Heart, lung & circulation

Correlation between comprehensive evaluation of coronary artery lesion severity and long-term clinical outcomes in Chinese octogenarians with acute coronary syndrome.

PMID 25070683


There is little known about long-term outcome data regarding acute coronary syndrome (ACS) in Chinese octogenarians (> 80 years old). Long-term outcomes of octogenarians with ACS may be associated with increased complicated coronary artery lesion severity. We classified 536 consecutive octogenarians with ACS into four groups based on Gensini score. Survival and major adverse cardiac event (MACE) rates were calculated using the Kaplan-Meier method. Multivariate Cox regression was used to identify mortality predictors. The follow-up period was 27 (IQR15-36) months. The overall long-term mortality rate was 9.1% and increased from 3.0% in group 1 to 16.7% in group 4. Increasing coronary artery lesion severity was associated with increased long-term mortality and MACE rates. ROC curve analysis showed that the predictive cut-off value of Gensini score for mortality was 53. Gensini score provided significant reclassification of mortality (net reclassification index 0.195, P<0.01).

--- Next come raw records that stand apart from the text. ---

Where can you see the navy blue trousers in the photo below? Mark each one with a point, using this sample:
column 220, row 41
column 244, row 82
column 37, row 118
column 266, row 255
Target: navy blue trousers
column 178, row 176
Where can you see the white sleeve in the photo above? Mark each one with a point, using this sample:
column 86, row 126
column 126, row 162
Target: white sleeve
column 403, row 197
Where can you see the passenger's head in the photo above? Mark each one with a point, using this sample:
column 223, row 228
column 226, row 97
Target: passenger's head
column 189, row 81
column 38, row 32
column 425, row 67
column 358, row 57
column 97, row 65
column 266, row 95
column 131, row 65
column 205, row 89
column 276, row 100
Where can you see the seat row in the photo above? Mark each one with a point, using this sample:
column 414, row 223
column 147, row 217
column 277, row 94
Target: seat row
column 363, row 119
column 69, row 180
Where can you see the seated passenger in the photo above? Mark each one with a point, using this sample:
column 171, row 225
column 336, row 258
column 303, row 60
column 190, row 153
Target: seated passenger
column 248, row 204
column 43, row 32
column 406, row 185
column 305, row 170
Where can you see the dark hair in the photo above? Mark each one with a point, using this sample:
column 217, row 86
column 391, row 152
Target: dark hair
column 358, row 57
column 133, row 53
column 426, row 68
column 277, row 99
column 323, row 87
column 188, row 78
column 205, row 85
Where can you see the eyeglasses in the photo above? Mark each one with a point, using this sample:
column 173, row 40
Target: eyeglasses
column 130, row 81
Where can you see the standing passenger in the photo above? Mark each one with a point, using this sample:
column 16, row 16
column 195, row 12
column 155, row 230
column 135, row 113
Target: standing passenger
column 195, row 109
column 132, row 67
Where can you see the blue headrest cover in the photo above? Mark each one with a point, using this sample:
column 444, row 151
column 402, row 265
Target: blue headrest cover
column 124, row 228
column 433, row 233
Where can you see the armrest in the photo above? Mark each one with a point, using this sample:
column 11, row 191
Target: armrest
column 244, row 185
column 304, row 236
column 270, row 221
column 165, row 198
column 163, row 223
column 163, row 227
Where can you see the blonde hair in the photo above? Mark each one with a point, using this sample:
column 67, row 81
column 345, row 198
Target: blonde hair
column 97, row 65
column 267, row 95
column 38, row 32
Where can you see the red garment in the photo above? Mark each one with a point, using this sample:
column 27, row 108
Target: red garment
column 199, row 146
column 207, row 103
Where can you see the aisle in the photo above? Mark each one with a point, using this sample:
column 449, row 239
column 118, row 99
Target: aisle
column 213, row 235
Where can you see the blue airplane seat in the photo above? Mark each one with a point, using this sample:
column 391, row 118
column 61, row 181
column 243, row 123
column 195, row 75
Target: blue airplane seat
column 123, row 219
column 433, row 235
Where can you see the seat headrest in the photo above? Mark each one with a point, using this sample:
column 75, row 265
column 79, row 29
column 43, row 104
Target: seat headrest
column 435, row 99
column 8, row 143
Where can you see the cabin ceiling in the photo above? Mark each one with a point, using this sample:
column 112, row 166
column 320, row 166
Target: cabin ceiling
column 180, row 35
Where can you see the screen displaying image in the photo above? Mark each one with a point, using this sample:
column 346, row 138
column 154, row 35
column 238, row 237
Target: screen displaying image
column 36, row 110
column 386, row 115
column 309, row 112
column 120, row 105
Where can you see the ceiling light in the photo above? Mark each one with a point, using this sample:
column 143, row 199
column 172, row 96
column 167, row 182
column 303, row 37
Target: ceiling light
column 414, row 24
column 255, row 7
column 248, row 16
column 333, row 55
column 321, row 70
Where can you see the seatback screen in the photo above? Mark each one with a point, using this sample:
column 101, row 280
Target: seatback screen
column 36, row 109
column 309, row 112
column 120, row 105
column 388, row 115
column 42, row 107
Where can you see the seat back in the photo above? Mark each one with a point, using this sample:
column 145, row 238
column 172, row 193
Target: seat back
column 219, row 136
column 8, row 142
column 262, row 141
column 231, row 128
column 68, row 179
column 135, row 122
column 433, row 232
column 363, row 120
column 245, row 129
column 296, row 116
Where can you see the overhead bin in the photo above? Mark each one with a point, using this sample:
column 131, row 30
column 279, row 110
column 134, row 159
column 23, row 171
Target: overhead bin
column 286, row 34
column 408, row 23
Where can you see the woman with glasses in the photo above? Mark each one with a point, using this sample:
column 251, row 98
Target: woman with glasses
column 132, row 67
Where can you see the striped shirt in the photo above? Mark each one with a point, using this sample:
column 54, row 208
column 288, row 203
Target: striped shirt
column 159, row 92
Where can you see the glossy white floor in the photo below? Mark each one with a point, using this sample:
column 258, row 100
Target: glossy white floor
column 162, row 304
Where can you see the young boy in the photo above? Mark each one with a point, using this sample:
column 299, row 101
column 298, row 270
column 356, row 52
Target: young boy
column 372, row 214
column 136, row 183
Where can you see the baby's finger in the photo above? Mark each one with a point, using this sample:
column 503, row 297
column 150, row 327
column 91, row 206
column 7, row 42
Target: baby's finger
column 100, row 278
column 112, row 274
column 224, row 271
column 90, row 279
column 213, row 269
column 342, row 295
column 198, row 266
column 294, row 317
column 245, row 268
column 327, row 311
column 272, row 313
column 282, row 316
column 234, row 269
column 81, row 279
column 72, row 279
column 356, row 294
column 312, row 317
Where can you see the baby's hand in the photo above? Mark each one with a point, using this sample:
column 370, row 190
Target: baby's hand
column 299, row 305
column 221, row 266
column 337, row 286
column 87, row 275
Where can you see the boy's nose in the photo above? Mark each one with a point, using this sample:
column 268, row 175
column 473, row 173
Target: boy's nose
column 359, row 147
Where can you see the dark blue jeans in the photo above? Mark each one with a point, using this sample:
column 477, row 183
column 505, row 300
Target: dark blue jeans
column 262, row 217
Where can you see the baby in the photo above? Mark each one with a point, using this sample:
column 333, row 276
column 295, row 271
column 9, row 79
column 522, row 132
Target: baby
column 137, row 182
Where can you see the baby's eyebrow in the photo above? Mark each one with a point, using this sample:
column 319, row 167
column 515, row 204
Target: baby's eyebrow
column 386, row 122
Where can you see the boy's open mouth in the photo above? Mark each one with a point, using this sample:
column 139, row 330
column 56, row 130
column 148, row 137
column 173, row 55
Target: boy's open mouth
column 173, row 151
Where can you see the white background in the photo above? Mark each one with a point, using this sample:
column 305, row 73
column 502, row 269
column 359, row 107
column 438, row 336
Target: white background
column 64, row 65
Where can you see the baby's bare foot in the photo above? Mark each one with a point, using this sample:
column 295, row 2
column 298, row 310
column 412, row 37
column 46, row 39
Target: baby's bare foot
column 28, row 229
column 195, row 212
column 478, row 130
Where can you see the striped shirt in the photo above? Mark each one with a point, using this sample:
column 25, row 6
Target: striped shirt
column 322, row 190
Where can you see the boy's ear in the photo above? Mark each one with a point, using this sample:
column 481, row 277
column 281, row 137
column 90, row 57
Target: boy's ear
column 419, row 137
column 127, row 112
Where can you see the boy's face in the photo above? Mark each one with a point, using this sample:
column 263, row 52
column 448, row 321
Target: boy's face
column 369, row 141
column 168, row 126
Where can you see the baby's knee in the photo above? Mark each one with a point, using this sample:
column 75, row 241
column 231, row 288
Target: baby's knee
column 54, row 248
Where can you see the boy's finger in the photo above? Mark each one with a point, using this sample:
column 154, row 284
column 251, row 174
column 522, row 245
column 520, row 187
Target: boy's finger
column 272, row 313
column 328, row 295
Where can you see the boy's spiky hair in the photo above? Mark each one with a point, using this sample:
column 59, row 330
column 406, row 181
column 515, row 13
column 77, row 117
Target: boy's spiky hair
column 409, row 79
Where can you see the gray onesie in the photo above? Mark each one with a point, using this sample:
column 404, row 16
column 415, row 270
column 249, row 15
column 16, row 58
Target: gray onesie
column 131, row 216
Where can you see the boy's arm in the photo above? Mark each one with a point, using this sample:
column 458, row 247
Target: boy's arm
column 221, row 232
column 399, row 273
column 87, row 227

Age, gender, heart rate, SBP, chronic renal failure, e-GFR, GRACE score, Gensini score, and ACS type were different between surviving and deceased patients. Notably, chronic renal failure (OR=2.55, P=0.036), GRACE score (OR=1.10, P=0.006), and Gensini score(OR=1.11, P=0.003) were the independent predictors of long-term mortality. Long-term mortality of octogenarians with ACS was associated with increased comprehensive coronary artery lesion severity. Gensini score was an effective parameter for evaluation of long-term mortality.